A parte do plano de Trump direcionada aos estados também está recebendo blowback de alguns na indústria. Antrópica, por exemplo, lançou um longo post respondendo ao plano de IA de Trump.

“Compartilhamos a preocupação do governo com abordagens regulatórias excessivamente prescritivas, criando uma retalhos inconsistentes e onerosos de leis”, disse a empresa, mas acrescentou: “Continuamos a nos opor a propostas destinadas a impedir que os estados adotem medidas para proteger seus cidadãos de danos em potencial causados por sistemas poderosos de IA, se o governo federal falhar para agir”.

Trump também criticou as limitações representadas pelos regulamentos de direitos autorais da IA. O New York Times e outros editores processaram o OpenAI no início deste ano por violação de direitos autorais após o seu modelo ChatGPT reproduziu os artigos literalmente.

Trump disse que os modelos de IA não devem plagiar, mas também não se pode esperar que passe pela “complexidade das negociações de contratos” para os materiais que aprendem.

A indústria de tecnologia adotou o segundo mandato de Trump

Trump elogiou as empresas de IA em seu discurso, chamando Openai, Google, Meta e Nvidia, juntamente com “inúmeras startups” como prova de que a América é “impossível de vencer”.

A indústria de tecnologia adotou a segunda presidência de Trump, como evidenciado pelo CEO da Meta, Mark Zuckerberg, encerrando a verificação de fatos de terceiros no Facebook e Instagram e denunciando a “censura” nas mídias sociais, e o executivo-chefe da OpenAI, Sam Altman, que se muda de crítico de Trump para o apoiante e mantém as conferências de imprensa conjunta com o presidente.

Esse apoio está valendo a pena.
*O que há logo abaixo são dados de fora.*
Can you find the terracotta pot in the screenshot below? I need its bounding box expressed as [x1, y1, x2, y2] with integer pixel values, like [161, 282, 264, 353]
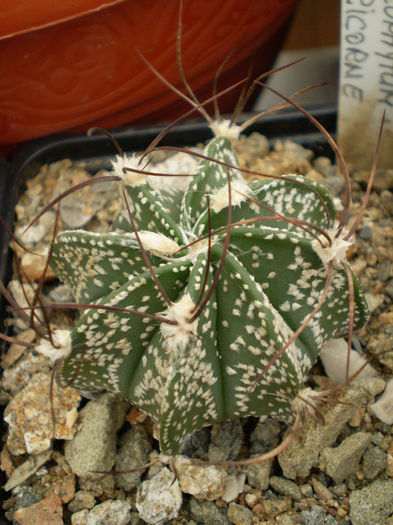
[0, 0, 297, 144]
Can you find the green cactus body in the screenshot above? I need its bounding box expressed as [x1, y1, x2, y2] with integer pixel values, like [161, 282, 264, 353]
[51, 137, 368, 454]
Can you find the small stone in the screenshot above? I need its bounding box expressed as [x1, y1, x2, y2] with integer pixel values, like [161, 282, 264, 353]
[312, 478, 333, 501]
[370, 378, 393, 425]
[250, 418, 281, 455]
[14, 494, 64, 525]
[276, 510, 302, 525]
[243, 456, 273, 491]
[301, 505, 337, 525]
[362, 445, 386, 481]
[270, 476, 302, 501]
[3, 450, 51, 490]
[175, 456, 227, 501]
[262, 496, 292, 518]
[64, 393, 128, 489]
[278, 377, 385, 479]
[68, 490, 96, 513]
[300, 483, 314, 498]
[71, 509, 89, 525]
[136, 467, 183, 524]
[314, 432, 372, 488]
[208, 419, 243, 462]
[115, 425, 151, 491]
[349, 480, 393, 525]
[320, 338, 377, 385]
[189, 497, 229, 525]
[228, 503, 254, 525]
[221, 474, 246, 503]
[4, 373, 80, 455]
[86, 499, 131, 525]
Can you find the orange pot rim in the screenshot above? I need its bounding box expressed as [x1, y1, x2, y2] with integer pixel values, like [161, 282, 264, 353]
[0, 0, 128, 40]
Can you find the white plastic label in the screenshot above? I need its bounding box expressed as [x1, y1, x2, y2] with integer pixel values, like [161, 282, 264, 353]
[338, 0, 393, 169]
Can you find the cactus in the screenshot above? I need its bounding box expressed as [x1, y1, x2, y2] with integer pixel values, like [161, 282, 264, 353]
[47, 130, 368, 455]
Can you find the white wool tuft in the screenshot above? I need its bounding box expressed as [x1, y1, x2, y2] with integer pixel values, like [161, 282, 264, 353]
[112, 153, 146, 186]
[161, 293, 198, 351]
[210, 119, 241, 141]
[35, 330, 71, 363]
[292, 387, 320, 414]
[210, 179, 253, 213]
[138, 231, 180, 257]
[312, 230, 353, 267]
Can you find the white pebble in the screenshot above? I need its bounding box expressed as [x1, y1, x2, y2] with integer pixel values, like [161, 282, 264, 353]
[321, 338, 377, 385]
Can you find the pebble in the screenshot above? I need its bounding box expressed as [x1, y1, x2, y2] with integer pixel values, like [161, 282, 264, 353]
[189, 497, 229, 525]
[320, 338, 377, 385]
[301, 505, 337, 525]
[221, 474, 246, 503]
[243, 459, 273, 491]
[64, 393, 128, 488]
[68, 490, 96, 513]
[362, 445, 386, 481]
[4, 373, 80, 455]
[250, 418, 281, 455]
[312, 477, 334, 501]
[208, 419, 243, 462]
[370, 378, 393, 425]
[175, 456, 228, 501]
[270, 476, 302, 501]
[115, 425, 151, 491]
[319, 432, 372, 483]
[86, 499, 131, 525]
[262, 496, 292, 518]
[278, 377, 385, 479]
[349, 480, 393, 525]
[13, 494, 64, 525]
[228, 503, 254, 525]
[135, 467, 183, 524]
[2, 450, 51, 490]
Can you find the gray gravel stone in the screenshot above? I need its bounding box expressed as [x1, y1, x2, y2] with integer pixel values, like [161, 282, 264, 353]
[135, 467, 183, 524]
[64, 394, 129, 489]
[68, 490, 96, 512]
[209, 419, 243, 462]
[301, 505, 337, 525]
[278, 377, 385, 479]
[349, 480, 393, 525]
[228, 503, 254, 525]
[362, 445, 387, 481]
[86, 499, 131, 525]
[115, 425, 151, 491]
[189, 497, 229, 525]
[250, 419, 280, 455]
[270, 476, 302, 501]
[243, 460, 273, 491]
[319, 432, 372, 483]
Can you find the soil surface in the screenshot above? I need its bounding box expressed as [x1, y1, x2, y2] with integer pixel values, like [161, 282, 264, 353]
[0, 134, 393, 525]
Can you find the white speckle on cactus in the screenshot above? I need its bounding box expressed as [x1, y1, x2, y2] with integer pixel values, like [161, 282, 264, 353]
[35, 330, 71, 363]
[112, 154, 146, 186]
[139, 231, 179, 257]
[210, 119, 241, 140]
[292, 387, 320, 415]
[312, 230, 353, 268]
[161, 293, 198, 351]
[210, 179, 253, 213]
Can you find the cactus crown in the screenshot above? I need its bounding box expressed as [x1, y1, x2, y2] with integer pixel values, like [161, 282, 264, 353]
[46, 122, 368, 454]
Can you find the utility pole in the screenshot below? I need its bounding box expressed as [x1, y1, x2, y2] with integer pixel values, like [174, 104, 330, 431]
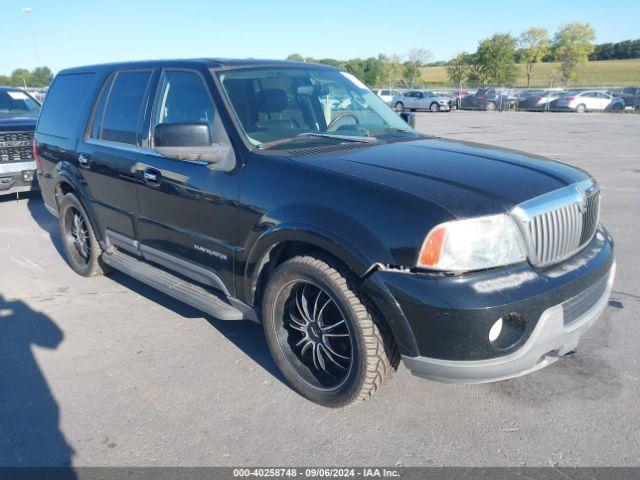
[22, 7, 42, 67]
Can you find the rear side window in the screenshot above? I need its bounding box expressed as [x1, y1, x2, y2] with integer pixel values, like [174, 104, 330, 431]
[96, 71, 151, 145]
[89, 75, 115, 139]
[38, 72, 95, 138]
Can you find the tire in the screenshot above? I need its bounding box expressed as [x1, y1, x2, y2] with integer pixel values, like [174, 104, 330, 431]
[59, 193, 110, 277]
[262, 256, 399, 408]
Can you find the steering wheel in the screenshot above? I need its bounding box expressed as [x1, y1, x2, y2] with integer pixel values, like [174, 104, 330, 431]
[327, 112, 360, 132]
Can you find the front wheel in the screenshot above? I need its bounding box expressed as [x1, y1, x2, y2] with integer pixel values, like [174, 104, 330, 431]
[59, 193, 108, 277]
[262, 256, 399, 408]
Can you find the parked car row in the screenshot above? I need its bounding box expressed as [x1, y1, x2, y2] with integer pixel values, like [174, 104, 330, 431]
[391, 90, 456, 112]
[375, 87, 640, 113]
[0, 86, 40, 195]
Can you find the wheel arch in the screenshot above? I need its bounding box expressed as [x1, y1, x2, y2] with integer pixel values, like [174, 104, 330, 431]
[243, 224, 371, 305]
[54, 169, 104, 242]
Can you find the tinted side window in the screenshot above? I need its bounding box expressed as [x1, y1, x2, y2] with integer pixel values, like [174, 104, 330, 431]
[154, 71, 214, 127]
[101, 71, 151, 145]
[89, 75, 114, 138]
[38, 73, 95, 138]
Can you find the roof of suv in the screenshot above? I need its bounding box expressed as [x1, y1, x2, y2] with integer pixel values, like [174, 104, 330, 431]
[60, 58, 336, 73]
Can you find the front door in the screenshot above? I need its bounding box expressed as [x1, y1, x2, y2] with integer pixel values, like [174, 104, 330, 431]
[137, 70, 242, 294]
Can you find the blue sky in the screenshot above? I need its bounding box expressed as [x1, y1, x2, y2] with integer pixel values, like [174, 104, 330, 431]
[0, 0, 640, 74]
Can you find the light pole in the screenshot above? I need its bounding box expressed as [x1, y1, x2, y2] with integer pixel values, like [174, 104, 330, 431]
[22, 7, 42, 67]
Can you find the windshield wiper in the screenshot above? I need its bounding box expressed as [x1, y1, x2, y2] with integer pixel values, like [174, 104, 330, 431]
[258, 132, 378, 149]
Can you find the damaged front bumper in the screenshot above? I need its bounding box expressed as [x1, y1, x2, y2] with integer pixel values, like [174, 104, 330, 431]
[363, 228, 615, 383]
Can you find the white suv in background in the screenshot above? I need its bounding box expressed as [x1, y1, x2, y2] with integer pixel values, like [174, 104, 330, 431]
[373, 88, 400, 105]
[556, 90, 613, 113]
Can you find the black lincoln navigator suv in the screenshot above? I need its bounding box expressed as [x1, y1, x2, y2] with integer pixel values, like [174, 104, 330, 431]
[34, 59, 615, 407]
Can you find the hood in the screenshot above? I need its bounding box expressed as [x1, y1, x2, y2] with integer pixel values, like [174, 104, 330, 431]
[298, 138, 589, 218]
[0, 115, 38, 132]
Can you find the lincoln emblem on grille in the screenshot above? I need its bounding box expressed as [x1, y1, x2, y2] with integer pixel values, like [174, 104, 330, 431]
[577, 187, 587, 213]
[511, 179, 600, 267]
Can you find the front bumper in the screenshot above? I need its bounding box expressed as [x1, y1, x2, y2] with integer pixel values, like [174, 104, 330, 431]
[0, 161, 38, 195]
[361, 227, 614, 382]
[402, 263, 616, 383]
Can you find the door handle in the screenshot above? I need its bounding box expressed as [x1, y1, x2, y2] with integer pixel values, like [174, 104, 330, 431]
[142, 168, 160, 183]
[78, 153, 89, 167]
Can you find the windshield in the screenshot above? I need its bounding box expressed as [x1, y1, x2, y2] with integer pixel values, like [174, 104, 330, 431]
[0, 90, 40, 118]
[218, 67, 412, 146]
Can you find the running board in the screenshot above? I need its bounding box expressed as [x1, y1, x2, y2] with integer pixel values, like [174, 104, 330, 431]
[102, 251, 248, 320]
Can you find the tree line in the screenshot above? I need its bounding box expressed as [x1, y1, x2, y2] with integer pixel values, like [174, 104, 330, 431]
[0, 67, 53, 87]
[446, 22, 596, 87]
[287, 48, 433, 90]
[589, 38, 640, 60]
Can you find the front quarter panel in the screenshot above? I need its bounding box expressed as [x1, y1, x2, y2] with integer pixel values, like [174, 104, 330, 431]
[237, 154, 451, 302]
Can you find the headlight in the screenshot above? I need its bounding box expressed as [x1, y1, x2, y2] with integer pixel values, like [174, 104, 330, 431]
[418, 215, 526, 272]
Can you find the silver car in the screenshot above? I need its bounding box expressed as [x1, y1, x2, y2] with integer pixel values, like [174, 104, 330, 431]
[392, 90, 453, 112]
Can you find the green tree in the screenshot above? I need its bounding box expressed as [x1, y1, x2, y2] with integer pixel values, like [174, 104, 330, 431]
[344, 58, 365, 80]
[401, 60, 420, 88]
[553, 22, 596, 84]
[287, 53, 304, 62]
[362, 57, 384, 87]
[407, 48, 433, 67]
[518, 27, 551, 88]
[30, 67, 53, 87]
[378, 53, 402, 86]
[445, 52, 471, 85]
[475, 33, 517, 85]
[9, 68, 32, 87]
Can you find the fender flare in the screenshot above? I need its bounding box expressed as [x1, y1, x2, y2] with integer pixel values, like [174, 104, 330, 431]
[53, 169, 104, 243]
[243, 223, 373, 305]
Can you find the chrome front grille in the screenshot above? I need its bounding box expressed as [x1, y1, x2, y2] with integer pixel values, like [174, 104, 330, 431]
[0, 132, 33, 162]
[512, 179, 600, 267]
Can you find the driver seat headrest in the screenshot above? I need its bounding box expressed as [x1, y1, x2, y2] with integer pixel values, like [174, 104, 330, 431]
[258, 88, 289, 113]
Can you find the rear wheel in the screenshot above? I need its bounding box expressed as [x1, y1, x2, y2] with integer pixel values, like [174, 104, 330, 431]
[262, 256, 399, 408]
[59, 193, 107, 277]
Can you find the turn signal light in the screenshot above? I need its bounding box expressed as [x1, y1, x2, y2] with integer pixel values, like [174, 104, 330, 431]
[420, 227, 447, 267]
[31, 138, 42, 170]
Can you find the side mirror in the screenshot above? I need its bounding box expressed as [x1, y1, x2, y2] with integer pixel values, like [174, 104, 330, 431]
[153, 122, 222, 163]
[398, 112, 416, 128]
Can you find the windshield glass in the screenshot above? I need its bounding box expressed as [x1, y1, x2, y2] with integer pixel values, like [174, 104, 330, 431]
[218, 67, 412, 146]
[0, 90, 40, 118]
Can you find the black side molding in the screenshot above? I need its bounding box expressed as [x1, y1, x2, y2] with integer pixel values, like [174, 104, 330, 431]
[102, 251, 245, 320]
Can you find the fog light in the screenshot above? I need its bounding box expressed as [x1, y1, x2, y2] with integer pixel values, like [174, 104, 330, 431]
[489, 312, 527, 350]
[489, 317, 502, 343]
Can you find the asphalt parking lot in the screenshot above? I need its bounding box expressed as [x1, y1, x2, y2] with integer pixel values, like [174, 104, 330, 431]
[0, 112, 640, 466]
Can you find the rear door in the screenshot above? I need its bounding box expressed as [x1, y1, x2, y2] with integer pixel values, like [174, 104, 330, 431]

Embora o governo Biden tenha se concentrado nos riscos sociais da IA e lançou iniciativas para garantir que os sistemas automatizados não fossem usados para violar os direitos civis, o governo Trump está enfatizando a China de Competição na IA.

“De uma vez por todas, estamos nos livrando de ‘acordar’ – tudo bem?” Trump disse, para aplausos.

Enquanto as empresas de IA grandes e pequenas aplaudem o esforço de Trump para acelerar o desenvolvimento da IA, os críticos dizem que os especialistas da indústria de IA não devem ser os que apresentam regulamentos governamentais, argumentando que essas regras provavelmente aumentarão o setor e ignoram os problemas de segurança.

Durante anos, os pesquisadores da IA alertaram sobre os perigos da IA em ampliar falsidades e sobrecarregar a fraude – preocupações não abordadas no plano da Casa Branca na quarta -feira.

“É aqui que há uma linha brilhante entre as duas administrações”, disse Alondra Nelson, ex -chefe do Escritório de Política de Ciência e Tecnologia da Casa Branca de Biden, observando os esforços anteriores para lidar com as preocupações públicas sobre a IA.

“O que está acontecendo no governo Trump é o tipo de descasque ou se afastar das coisas que você precisa para garantir que o público americano que usa a IA seja seguro, que não sejam discriminatórios, que estão incentivando empresas – exigindo empresas, além disso – para colocar a segurança das pessoas em primeiro lugar”, disse Nelson.

A Casa Branca de Trump reverterá algumas das regras do governo Biden para subsídios para plantas semicondutores relacionadas aos requisitos de DEI e clima, disseram autoridades. Ele deseja otimizar as licenças para data centers e plantas semicondutores e a energia que as alimenta.

A Casa Branca também planeja fornecer financiamento da Development Finance Corporation e do Banco de Exportação-Importação para aumentar o uso da IA desenvolvida nos americanos no exterior, embora os detalhes não tenham sido fornecidos imediatamente.

O correspondente da Tuugo.pt Bobby Allyn contribuiu para este relatório.